Characterization of beta-adrenergic receptors in duck cerebral cortex

Abstract

Beta-adrenoceptor binding sites were characterized in duck cerebral cortex by an in vitro binding technique, using 3H-dihydroalprenolol (3HDHA) as a receptor-specific radioligand. The specific binding of 3HDHA to duck cerebral cortical membranes was found to be rapid, stable, saturable, reversible, and of high affinity. Saturation analysis resulted in a linear Scatchard plot suggesting binding to a single class of receptor binding sites with high affinity (Kd = 1.18 nM) and high capacity (Bmax = 162 fmol/mg protein).
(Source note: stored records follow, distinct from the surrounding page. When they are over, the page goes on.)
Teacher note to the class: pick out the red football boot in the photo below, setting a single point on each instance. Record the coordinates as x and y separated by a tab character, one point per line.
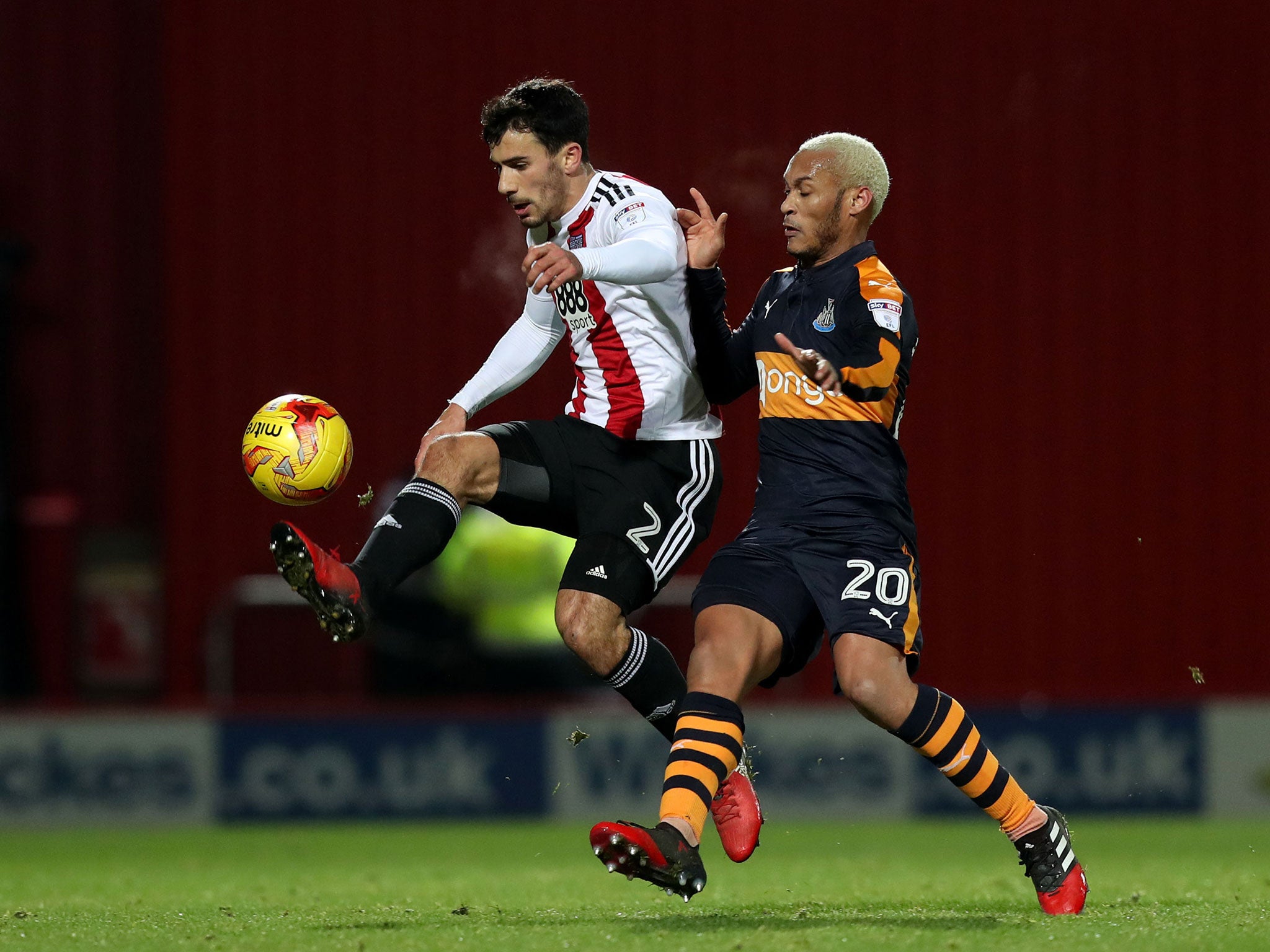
1049	862
657	855
737	814
328	584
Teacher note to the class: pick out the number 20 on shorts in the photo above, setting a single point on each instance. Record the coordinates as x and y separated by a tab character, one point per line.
890	586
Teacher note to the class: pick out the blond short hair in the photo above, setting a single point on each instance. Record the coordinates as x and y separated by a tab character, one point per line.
856	162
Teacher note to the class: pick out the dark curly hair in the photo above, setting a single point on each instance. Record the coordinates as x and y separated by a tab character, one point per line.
550	111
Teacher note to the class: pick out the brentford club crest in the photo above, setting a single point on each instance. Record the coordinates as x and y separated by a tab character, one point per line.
825	320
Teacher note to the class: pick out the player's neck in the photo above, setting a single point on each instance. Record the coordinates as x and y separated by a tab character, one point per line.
846	240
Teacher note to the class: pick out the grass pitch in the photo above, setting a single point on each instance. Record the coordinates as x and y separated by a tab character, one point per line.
1156	885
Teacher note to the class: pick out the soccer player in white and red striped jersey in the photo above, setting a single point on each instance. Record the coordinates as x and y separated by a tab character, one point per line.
629	470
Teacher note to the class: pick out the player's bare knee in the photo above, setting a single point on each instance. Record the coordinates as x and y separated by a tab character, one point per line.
587	632
463	465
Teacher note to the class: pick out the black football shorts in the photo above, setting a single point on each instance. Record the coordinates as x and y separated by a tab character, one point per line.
638	508
863	579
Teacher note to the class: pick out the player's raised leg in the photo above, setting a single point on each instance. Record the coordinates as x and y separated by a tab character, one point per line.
735	649
876	679
451	471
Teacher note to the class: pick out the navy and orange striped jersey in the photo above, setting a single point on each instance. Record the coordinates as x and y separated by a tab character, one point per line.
825	461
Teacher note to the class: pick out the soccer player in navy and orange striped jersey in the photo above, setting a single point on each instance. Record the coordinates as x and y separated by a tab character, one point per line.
831	545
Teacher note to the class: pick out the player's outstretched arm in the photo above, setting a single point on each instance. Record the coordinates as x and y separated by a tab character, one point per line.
703	232
818	368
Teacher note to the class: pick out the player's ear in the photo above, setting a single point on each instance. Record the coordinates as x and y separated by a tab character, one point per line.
859	201
571	157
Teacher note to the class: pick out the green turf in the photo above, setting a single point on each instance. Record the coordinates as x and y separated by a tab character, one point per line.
1156	885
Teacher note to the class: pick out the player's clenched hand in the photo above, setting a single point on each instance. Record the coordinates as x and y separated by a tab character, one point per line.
703	231
818	368
454	419
546	267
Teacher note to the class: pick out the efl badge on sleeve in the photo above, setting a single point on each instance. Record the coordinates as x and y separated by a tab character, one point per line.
824	322
886	314
631	215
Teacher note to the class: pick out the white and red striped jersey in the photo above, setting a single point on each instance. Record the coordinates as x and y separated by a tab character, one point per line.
626	320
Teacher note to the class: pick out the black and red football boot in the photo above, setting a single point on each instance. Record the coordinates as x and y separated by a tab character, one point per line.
1049	862
737	813
657	855
328	584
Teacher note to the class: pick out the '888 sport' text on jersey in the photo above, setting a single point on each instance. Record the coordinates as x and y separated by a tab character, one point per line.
630	345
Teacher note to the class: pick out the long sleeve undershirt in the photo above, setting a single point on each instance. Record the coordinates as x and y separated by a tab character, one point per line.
516	357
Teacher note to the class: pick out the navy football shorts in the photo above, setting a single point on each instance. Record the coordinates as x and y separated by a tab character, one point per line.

Competition studies showed the following relative rank order of potency of various compounds to inhibit the 3HDHA binding: antagonists ­ICI 118,551 > S(-)-propranolol >> betaxolol, yohimbine, WB-4101, prazosin, mianserine; agonists - isoprenaline approximately equal to fenoterol> salbutamol >> clonidine, phenylephrine. The obtained data suggest that in duck cerebral cortex beta-adrenergic receptors (like those described in brains of chick and pigeon) are of the beta2 subtype. This is in contrast to what has been reported for the mammalian brain, where - among beta-adrenoceptors - the beta1 subtype is predominant.